As a reminder….. Please plan to attend the listening session below to share your thoughts on issues affecting Buncombe County that Cooperative Extension can help to address.  
As the North Carolina Cooperative Extension Service nears its centennial celebration, the organization is holding a series of 12 listening sessions across the state in November and December of 2013.  Cooperative Extension, which provides educational programs in 4-H, Agriculture, Family & Consumer Sciences and Community Development to citizens in all 100 counties and the Eastern Band of the Cherokee Nation, is seeking public input as the organization launches a strategic planning initiative for the future.

Buncombe County is hosting a listening session at the Mountain Horticultural Crops Research and Extension Center located at 455 Research Drive, Mills River, N.C. 28759.  The session will run from 1:00 p.m. to 3:00 p.m. on Thursday, November 21.   Follow this link to register for the meeting:


All Extension employees and the public are invited to attend.  Dr. Joe Zublena, N.C. Cooperative Extension Service Director, will be in attendance at the session to update participants on progress and to engage in discussion about the organization’s future.

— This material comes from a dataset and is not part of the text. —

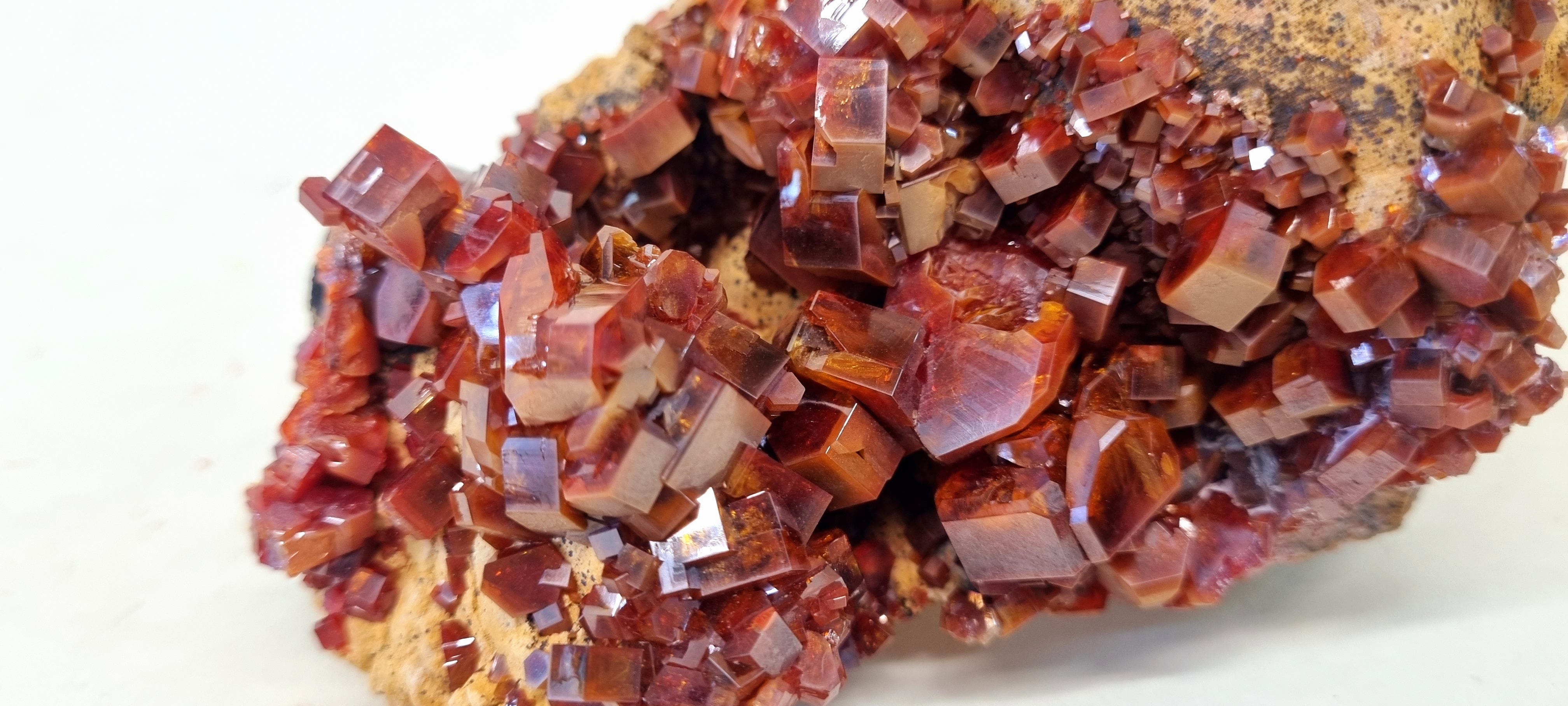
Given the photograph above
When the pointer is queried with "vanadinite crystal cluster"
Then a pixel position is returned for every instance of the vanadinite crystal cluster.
(1067, 329)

Dr. Zublena strongly believes we need the cooperation of all our stakeholders to chart a course in these challenging times.  “I cannot state enough the importance of this endeavor and the need for participation and feedback from the public.  At Cooperative Extension’s core are people and communities, and it’s their input we need to ensure another century of educational services for the people of North Carolina,” said Zublena.

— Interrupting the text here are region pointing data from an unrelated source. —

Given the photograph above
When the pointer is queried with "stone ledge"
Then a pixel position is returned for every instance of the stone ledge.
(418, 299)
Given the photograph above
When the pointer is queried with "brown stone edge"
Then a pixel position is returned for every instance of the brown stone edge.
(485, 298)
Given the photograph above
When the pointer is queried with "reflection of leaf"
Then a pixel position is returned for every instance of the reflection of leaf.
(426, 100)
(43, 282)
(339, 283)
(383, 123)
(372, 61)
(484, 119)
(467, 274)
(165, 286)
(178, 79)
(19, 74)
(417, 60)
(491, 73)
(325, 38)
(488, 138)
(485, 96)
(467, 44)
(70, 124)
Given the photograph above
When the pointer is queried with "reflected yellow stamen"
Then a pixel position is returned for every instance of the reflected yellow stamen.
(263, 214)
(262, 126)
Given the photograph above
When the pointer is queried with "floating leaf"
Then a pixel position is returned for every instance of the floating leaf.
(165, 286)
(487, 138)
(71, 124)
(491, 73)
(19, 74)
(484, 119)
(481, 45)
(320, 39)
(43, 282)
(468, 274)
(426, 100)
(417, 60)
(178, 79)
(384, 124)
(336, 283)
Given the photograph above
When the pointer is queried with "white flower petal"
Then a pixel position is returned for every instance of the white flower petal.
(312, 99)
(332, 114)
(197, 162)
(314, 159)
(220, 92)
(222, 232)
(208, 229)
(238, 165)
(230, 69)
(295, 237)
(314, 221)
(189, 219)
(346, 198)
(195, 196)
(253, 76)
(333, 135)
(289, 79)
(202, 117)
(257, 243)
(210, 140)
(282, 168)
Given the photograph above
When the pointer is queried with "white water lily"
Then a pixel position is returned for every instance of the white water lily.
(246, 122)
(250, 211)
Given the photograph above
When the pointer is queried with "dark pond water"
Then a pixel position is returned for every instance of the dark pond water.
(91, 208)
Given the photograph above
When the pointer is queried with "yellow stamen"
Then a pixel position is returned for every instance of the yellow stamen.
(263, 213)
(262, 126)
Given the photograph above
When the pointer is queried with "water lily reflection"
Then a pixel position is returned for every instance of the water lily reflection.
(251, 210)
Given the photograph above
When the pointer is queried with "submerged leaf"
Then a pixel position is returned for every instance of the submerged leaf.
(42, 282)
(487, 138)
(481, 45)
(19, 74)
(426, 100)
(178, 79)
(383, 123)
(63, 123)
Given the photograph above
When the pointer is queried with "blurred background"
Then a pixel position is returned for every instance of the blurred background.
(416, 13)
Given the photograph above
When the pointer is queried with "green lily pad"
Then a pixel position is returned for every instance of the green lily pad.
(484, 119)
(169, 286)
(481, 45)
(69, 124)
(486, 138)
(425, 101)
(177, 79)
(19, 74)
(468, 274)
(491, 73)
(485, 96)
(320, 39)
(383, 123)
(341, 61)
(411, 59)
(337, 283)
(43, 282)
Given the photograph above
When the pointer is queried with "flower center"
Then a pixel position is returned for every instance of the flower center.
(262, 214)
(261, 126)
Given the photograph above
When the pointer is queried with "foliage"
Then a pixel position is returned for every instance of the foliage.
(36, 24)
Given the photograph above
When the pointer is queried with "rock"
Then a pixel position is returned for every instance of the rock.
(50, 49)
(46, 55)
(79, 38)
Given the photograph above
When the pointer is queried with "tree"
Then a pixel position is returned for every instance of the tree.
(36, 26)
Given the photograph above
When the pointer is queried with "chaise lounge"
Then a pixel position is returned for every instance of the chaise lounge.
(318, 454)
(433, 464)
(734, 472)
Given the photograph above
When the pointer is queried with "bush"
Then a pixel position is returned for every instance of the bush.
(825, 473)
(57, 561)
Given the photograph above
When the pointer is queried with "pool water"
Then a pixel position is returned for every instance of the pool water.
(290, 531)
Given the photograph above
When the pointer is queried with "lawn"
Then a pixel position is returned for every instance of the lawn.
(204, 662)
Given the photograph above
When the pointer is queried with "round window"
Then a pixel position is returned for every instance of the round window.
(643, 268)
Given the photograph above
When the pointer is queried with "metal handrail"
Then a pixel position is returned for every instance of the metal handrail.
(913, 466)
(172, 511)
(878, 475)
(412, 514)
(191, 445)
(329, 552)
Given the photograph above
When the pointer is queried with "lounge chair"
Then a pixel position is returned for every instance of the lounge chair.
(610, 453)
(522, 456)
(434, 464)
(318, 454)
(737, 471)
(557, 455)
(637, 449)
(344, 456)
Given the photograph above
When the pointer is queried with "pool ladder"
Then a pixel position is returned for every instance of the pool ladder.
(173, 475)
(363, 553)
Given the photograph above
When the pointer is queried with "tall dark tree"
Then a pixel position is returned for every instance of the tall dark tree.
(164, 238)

Cooperative Extension in North Carolina has seen recurring federal and state budget cuts of around $20 million since 2000, leaving roughly 90 positions unfilled, mostly at the county level, over the past four years.  The listening sessions and strategic planning process were implemented to help the organization adapt accordingly to the economic environment and resulting impacts going forward.

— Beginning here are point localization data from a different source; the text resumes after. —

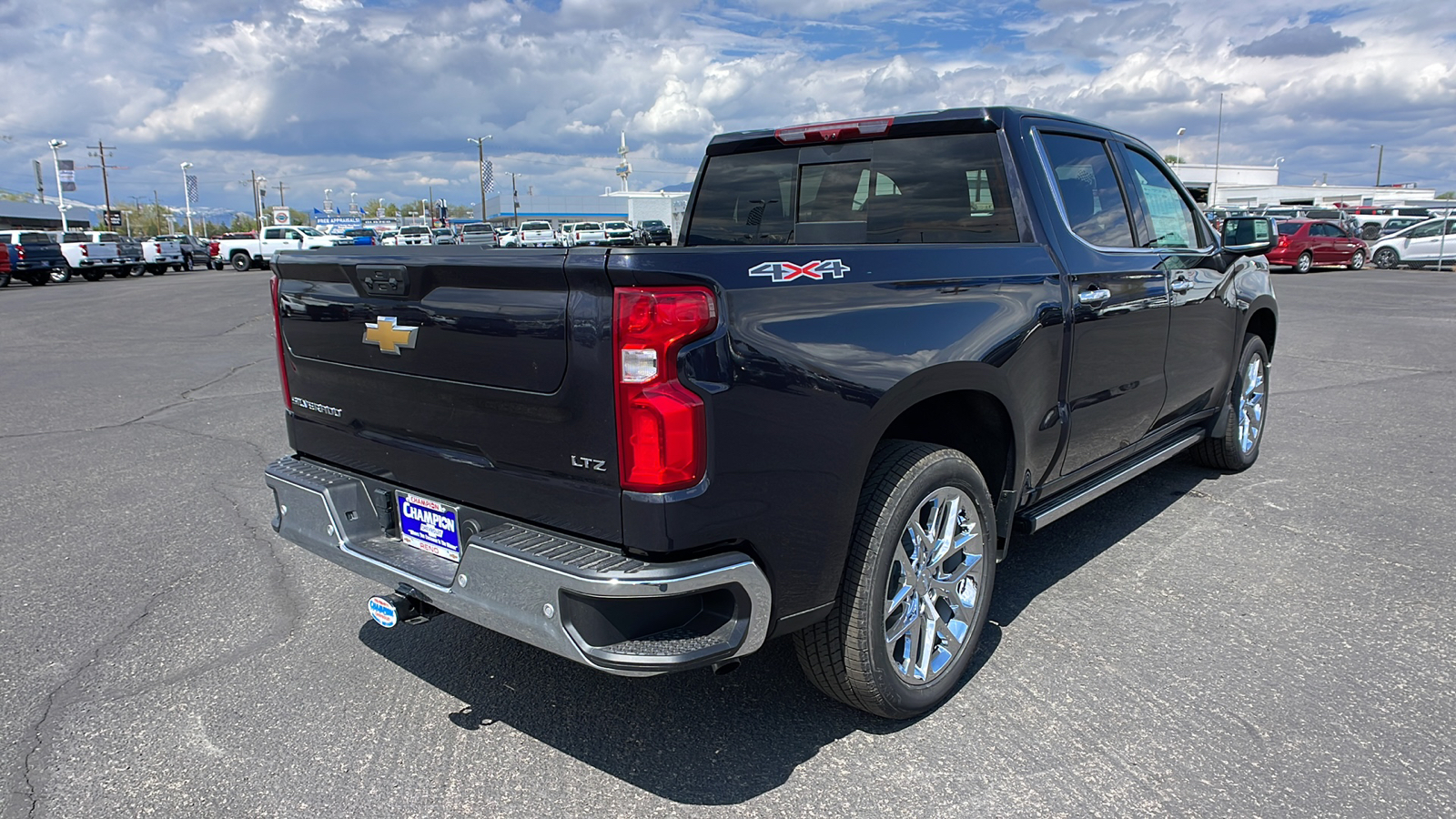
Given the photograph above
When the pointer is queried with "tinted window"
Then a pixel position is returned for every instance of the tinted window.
(1089, 191)
(1171, 220)
(946, 188)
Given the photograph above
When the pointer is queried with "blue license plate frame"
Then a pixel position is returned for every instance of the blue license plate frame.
(429, 525)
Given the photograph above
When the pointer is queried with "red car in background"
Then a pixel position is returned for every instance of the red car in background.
(1307, 244)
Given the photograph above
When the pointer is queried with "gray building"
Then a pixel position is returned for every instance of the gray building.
(43, 217)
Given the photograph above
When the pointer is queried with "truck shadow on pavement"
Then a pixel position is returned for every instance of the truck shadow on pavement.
(701, 739)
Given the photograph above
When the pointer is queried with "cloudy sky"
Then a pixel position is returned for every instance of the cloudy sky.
(378, 96)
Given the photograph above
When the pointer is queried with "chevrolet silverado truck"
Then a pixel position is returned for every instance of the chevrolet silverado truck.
(880, 353)
(245, 254)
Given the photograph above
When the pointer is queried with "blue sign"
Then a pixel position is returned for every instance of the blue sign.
(429, 525)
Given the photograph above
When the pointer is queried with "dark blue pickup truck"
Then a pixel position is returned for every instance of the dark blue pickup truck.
(28, 256)
(880, 351)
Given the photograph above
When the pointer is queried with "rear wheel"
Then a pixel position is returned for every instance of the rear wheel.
(916, 584)
(1247, 413)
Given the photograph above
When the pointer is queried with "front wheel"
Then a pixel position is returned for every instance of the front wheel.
(1247, 414)
(916, 586)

Participant feedback gathered during the listening sessions will be reviewed and analyzed starting in January and will assist in the development of a recommended action plan to meet the needs of Cooperative Extension and its partners for the future.

In summary, Dr. Zublena states “North Carolina Cooperative Extension has built and maintained a high level of success over the last century.  This is a journey we have to make together – employees, public and partners – and I believe that collectively we’ll navigate Cooperative Extension through this process to another century of success.”